The VEGF/VEGFR-2 signaling pathway has not received sufficient attention despite its role as the most fundamental signal pathway after SE. Sun et al. (2016) reported that VEGFR-2 is highly expressed in reactive astrocytes that contribute to the epileptogenesis of mesial temporal lobe epilepsy. Han et al. reported that in rat models following SE, intracerebroventricular injection of VEGF increased the number of NSCs in the hippocampus, whereas the injection of SU5416, a VEGFR-2 inhibitor, reduced the number of NSCs. Thus, the VEGF/VEGFR-2 signaling pathway may be a novel target for treatment following epilepsy onset (Han et al., 2017). In the electrically stimulated seizure model, the threshold for seizure induction in mice overexpressing VEGFR-2 is twice the value required for wild-type mice (Nikitidou et al., 2012). Blocking VEGFR-2 using SU5416 significantly increased the number of apoptotic, that is, TdT-mediated dUTP Nick-End Labeling (TUNEL)-positive, cells in the hilus, whereas the infusion of VEGF failed to reduce the number of TUNEL-positive cells. This indicated that VEGFR-2 is involved in mediating the cellular death or survival of hilar neurons after brain injury (Lee and Agoston, 2009). If there was a link between NDEL1 and VEGF, VEGFR-2 would be the most likely candidate. Based on these assumptions, we tested the expression of VEGFR-2. We found that VEGFR-2 was upregulated in the SE group during the first and second weeks and was substantially decreased in the third and fourth weeks (Figure 1C, F, and I). However, unlike VEGF, which plays contrasting roles in mice following SE, VEGFR-2 is more frequently reported to display a neuronal protective effect (Lee and Agoston, 2009; Nikitidou et al., 2012). This led us to speculate that the decreased expression of VEGFR-2 in the fourth week may be due to its exhaustion or even decompensation.

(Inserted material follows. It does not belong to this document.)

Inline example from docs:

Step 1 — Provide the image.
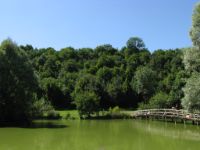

In summary, NDEL1 and VEGF may work together and are involved in the pathophysiology in the hippocampus after SE, but accurate understanding of the mechanism requires further studies. The VEGF/VEGFR-2 signaling pathway may participate in early-stage regulation with NDEL1 after SE.

Summary

NDEL1 and VEGF are coexpressed and similarly altered throughout the hippocampus, especially the DG, after SE.

NDEL1, VEGF, and VEGFR-2 may work together and are involved in the pathophysiology in the hippocampus after SE.